Libraries are more than a place to check out books. The Huntsville-Madison County Public Library (HMCPL) launched a new local music streaming platform called Blast that features over 40 musicians from the Tennessee Valley. HMCPL is only the fourteenth library system in the country to offer this service, joining large music cities such as Austin, Nashville and Seattle.
Blast is the Library’s living music collection that documents North Alabama’s vital, evolving music scene. Music lovers will be able stream sounds from a local community of diverse artists anytime, anywhere.

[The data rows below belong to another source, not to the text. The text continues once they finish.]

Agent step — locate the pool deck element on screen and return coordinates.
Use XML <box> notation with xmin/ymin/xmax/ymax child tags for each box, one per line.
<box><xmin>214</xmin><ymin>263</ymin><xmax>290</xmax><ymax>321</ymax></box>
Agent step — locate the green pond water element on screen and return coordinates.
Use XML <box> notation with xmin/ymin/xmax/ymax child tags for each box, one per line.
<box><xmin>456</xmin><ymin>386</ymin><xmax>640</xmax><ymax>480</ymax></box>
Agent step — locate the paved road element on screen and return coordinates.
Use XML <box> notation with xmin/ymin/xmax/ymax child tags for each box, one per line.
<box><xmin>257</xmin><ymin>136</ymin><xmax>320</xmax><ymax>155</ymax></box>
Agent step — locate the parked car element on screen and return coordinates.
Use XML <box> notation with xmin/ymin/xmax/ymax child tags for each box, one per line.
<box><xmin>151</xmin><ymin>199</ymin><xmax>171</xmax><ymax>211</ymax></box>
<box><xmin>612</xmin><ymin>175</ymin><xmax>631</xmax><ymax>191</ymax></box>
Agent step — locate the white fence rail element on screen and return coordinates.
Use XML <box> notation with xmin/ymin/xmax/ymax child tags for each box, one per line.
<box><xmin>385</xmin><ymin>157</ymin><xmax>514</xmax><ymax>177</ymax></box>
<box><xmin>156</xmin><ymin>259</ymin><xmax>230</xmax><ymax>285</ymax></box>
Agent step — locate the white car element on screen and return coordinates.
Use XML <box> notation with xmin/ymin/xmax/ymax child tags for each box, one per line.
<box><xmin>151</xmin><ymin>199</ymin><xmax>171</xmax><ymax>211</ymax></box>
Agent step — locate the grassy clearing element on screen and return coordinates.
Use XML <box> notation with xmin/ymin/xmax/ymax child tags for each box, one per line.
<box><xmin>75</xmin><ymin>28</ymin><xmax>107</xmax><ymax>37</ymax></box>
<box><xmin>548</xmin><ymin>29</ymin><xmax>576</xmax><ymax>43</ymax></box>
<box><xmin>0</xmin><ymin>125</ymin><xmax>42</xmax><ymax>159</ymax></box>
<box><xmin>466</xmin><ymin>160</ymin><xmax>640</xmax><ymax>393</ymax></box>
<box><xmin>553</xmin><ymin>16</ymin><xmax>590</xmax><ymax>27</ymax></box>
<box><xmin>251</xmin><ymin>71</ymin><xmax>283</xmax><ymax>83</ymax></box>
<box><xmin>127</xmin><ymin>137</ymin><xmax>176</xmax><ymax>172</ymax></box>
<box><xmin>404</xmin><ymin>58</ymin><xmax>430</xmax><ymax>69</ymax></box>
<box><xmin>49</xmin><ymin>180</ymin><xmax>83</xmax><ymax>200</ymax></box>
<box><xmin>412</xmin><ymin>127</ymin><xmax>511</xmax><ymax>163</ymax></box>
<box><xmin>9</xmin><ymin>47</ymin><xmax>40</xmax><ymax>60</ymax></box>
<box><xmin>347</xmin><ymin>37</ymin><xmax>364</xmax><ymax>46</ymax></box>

“Blast is another avenue for HMCPL to connect with our community. By working in alignment with the music initiative of the City of Huntsville, we are not only showcasing the talents of our local musicians, but potentially introducing them to a national audience,” said Annie Phillips, HMCPL’s Digital Services Manager and Blast’s project manager. “Because you can stream Blast without a library card anytime, anywhere.”
The project began in January of 2021, when Library leadership began researching how HMCPL could become more connected and involved in the local music scene. HMCPL partnered with a company called Rabble, who developed the online streaming service exclusively for local music and libraries. They also met with the Huntsville Music Board to get their insight and support.

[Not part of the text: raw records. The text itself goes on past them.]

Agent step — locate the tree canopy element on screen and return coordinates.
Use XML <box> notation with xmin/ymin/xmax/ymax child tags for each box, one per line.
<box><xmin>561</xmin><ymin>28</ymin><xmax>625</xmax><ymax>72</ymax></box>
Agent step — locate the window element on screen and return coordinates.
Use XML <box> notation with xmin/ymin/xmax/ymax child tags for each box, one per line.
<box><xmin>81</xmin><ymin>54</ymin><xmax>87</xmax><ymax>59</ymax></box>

“When I first heard about Blast a few months back I thought it was not only a great opportunity for area musicians to connect with listeners but also a fabulous way for them to benefit financially from their art,” said Mark Torstenson, Huntsville Music Board Chair. “I think the platform and licensing arrangement make this a win-win for music-makers and music-lovers alike.”
After setting up the service and establishing a curator team, which includes music insiders Codie Gopher and Michael Kilpatrick, the Library opened up the first round of submissions in June 2021.
“The response overwhelmingly exceeded our expectations,” said Phillips. “We were so happy to get so many artists during our very first round.”
The Library plans to open up the platform for submissions twice a year, with its next one planned for early 2022. Any musicians interested in signing up for the next round can email email@example.com to get notified. Artists from the counties of North Alabama (Colbert, DeKalb, Franklin, Jackson, Lauderdale, Lawrence, Limestone, Madison, Marshall, Morgan) are eligible.
Artists are compensated with an honorarium made possible by funding through the Marguerite Cartwright Hawthorne Foundation.
“As a cultural institution, the Library wants to educate our community of the talent we have here and connect the two, and build a catalog of music for posterity and discovery,” said Phillips. “We are proud to add Blast to the tool kit on Huntsville’s journey to becoming Alabama’s first designated Music City.”
The Library has additional plans for Blast for the future; it is collaborating with the Huntsville Amphitheater to showcase Blast artists live at the venue after it opens next year.